Era il ‘mercato sociale’ di cui ci si voleva liberare. Era il compromesso social-democratico, sia nella variante progressista che in quella conservatrice, che si voleva disfare. Era il ‘progetto europeo’ che prendeva forma negli anni Ottanta che si intendeva de-costruire. Di quanto importasse ai sostenitori del paradigma neoliberale dei tabù delle politiche espansive, che tanta parte dell’élite intellettuale di sinistra considerava il tema economico e politico decisivo, lo si è visto nel governo degli effetti della crisi economico-finanziaria del 2007-2008: per salvare il modello di capitalismo che si stava realizzando si doveva creare moneta o approvare bilanci pubblici in disavanzo e lo si è fatto. Non erano certo questi i caratteri identitari del paradigma neoliberale. La posta in gioco era un’altra: la modifica dell’ordinamento istituzionale del capitalismo europeo. Passo dopo passo, sono stati modificati i fondamenti giuridici dei ‘mercati’ del lavoro, del suolo, della moneta; sono stati modificati i dispositivi normativi che in un’economia capitalistica regolano l’accumulazione della ricchezza, la distribuzione del reddito, del potere economico e delle esternalità. L’obiettivo era la de-costruzione del modello europeo di capitalismo che si era affermato dopo le tragedie della Seconda guerra mondiale.

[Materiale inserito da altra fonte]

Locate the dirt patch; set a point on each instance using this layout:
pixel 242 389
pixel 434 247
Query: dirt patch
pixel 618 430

Il processo di costruzione dell’ordinamento istituzionale di una società è un processo lento che procede per tasselli. È simile alla composizione di un mosaico: devi avere un progetto, la pazienza necessaria e la modestia di misurarti con un’attività prosaica. Mentre l’élite intellettuale di sinistra si divideva tra chi indulgeva nel ‘vizio keynesiano’ e chi si convertiva al credo liberista, l’egemonia del paradigma neoliberale sul terreno della costruzione di un nuovo ordinamento istituzionale per il capitalismo italiano è diventata indiscussa. Tassello dopo tassello, le modifiche sono state profonde ed estese.
Di tasselli a completamento del mosaico il PNRR ne inserisce ora molti e molto importanti. E la “Direzione generale per il sostegno alle riforme strutturali”, creata con una riforma molto recente (2020) nell’organizzazione della Commissione Europea e passata in secondo piano nel dibattito pubblico italiano, è al fianco dell’Italia. Ma ‘a sinistra’ gli economisti si mobilitano su larga scala per mettere in discussione non la struttura del PNRR bensì il profilo professionale degli esperti chiamati a partecipare, con ruoli marginali, alla sua attuazione – all’attuazione di un progetto neoliberale.